Materials and Methods
Aims
The primary aim of the study was to compare blood gas measurements, dyspnea score and general
perception between the two sets for MPV. The second aim of the study was to determine the
preference of patients on MPV equipment according to their free time. We also aimed at
collecting individual comments of patients regarding their experience with the two
ventilators, arm supports and mouthpieces.
Patients
All individuals affected by NMDs attending our Centre for Home Mechanical Ventilation between
2015 and 2018 who required daytime MPV as an extension of nocturnal NIV were considered for
study inclusion. Our criterion for implementing daytime ventilation was the combined presence
of increasing dyspnea and increasing workload on inspiratory muscles during the daytime (C)
or, ultimately, daytime hypercapnia in the evening when patients lay in bed before starting
nocturnal NIV and sleeping (M). All patients used Volume-Assisted Pressure Control mode
(VAPC) at night via a Covidien Puritan Bennett PB560 ventilator (Covidien, Mansfield, USA).

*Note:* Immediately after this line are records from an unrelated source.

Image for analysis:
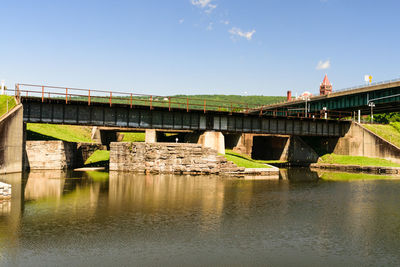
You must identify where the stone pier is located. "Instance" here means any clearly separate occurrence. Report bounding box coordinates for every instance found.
[110,142,244,174]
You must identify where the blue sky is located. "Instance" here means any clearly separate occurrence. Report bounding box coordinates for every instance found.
[0,0,400,95]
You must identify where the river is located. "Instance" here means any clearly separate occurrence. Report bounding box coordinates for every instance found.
[0,169,400,266]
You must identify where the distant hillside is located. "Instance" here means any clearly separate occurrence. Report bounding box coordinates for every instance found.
[174,95,286,106]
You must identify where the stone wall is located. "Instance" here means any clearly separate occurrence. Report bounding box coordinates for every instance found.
[110,142,244,174]
[0,104,24,173]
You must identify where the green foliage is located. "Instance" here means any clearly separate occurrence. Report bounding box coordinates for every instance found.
[225,149,271,168]
[318,153,400,167]
[363,122,400,147]
[0,95,17,117]
[26,123,93,143]
[368,112,400,124]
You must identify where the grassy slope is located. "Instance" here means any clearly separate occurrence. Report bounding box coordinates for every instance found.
[225,149,271,168]
[363,122,400,147]
[0,95,17,116]
[318,154,400,167]
[26,123,93,143]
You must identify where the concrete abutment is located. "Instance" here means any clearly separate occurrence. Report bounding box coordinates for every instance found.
[0,104,25,173]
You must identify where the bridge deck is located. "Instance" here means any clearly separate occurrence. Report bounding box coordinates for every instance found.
[20,96,349,136]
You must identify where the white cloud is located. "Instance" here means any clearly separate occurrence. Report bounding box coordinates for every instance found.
[229,27,256,41]
[190,0,217,13]
[316,59,331,70]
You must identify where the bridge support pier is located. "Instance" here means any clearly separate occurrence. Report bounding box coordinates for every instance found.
[145,129,157,143]
[198,131,225,155]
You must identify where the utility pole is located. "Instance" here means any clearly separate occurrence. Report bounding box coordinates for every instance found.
[368,102,375,123]
[1,80,5,95]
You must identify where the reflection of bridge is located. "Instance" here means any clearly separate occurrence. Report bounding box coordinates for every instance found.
[260,79,400,116]
[11,84,349,136]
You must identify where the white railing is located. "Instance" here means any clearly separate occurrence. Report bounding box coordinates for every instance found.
[333,78,400,93]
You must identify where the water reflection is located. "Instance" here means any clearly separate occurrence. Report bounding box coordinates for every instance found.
[0,169,400,266]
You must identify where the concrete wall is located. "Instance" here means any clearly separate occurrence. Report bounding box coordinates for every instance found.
[197,131,225,155]
[110,142,243,174]
[0,105,24,173]
[331,123,400,163]
[25,141,105,170]
[26,141,77,170]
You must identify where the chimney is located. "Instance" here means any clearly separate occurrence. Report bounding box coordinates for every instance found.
[286,90,292,102]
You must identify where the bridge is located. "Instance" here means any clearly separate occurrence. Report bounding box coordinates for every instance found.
[260,79,400,117]
[9,84,349,137]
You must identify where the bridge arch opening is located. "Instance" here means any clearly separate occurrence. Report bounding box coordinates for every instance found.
[251,136,289,160]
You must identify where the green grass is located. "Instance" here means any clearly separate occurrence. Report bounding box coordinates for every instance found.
[225,149,271,168]
[85,150,110,165]
[320,172,399,181]
[363,122,400,147]
[122,132,146,142]
[318,153,400,167]
[26,123,93,143]
[0,95,17,117]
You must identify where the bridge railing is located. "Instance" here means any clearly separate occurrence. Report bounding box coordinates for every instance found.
[333,78,400,93]
[9,84,259,113]
[260,109,353,120]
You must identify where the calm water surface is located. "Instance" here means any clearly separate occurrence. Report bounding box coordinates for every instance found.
[0,170,400,266]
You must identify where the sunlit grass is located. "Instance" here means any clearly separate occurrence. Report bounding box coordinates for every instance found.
[0,95,17,117]
[318,154,400,167]
[363,122,400,147]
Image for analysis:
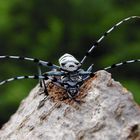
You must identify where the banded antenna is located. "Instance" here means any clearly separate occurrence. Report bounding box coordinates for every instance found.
[103,59,140,70]
[81,16,140,64]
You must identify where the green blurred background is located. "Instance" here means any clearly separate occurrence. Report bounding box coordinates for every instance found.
[0,0,140,125]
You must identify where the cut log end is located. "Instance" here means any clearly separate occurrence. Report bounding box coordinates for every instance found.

Exclusion criteria comprised patients with ineffective NIV during sleep as assessed by the
measurement of TcCO2>49mmHg (S), patients with uncontrollable oral leaks with MPV or episode
of acute respiratory infection during the trials. The current study was approved by the local
ethics committee and registered (N° registered study. Clinical trial.org follows). The
patients gave their written informed consent before study inclusion.
Study design
The study design consisted in a randomized cross-over study. Patients served as their own
control. Measurements were made during a 48-hour hospitalization that is scheduled every 6
months in patients attending our Centre for Home Mechanical Ventilation. Hospitalization
systematically included nocturnal recordings of transcutaneous carbon dioxide tension (TcCO2)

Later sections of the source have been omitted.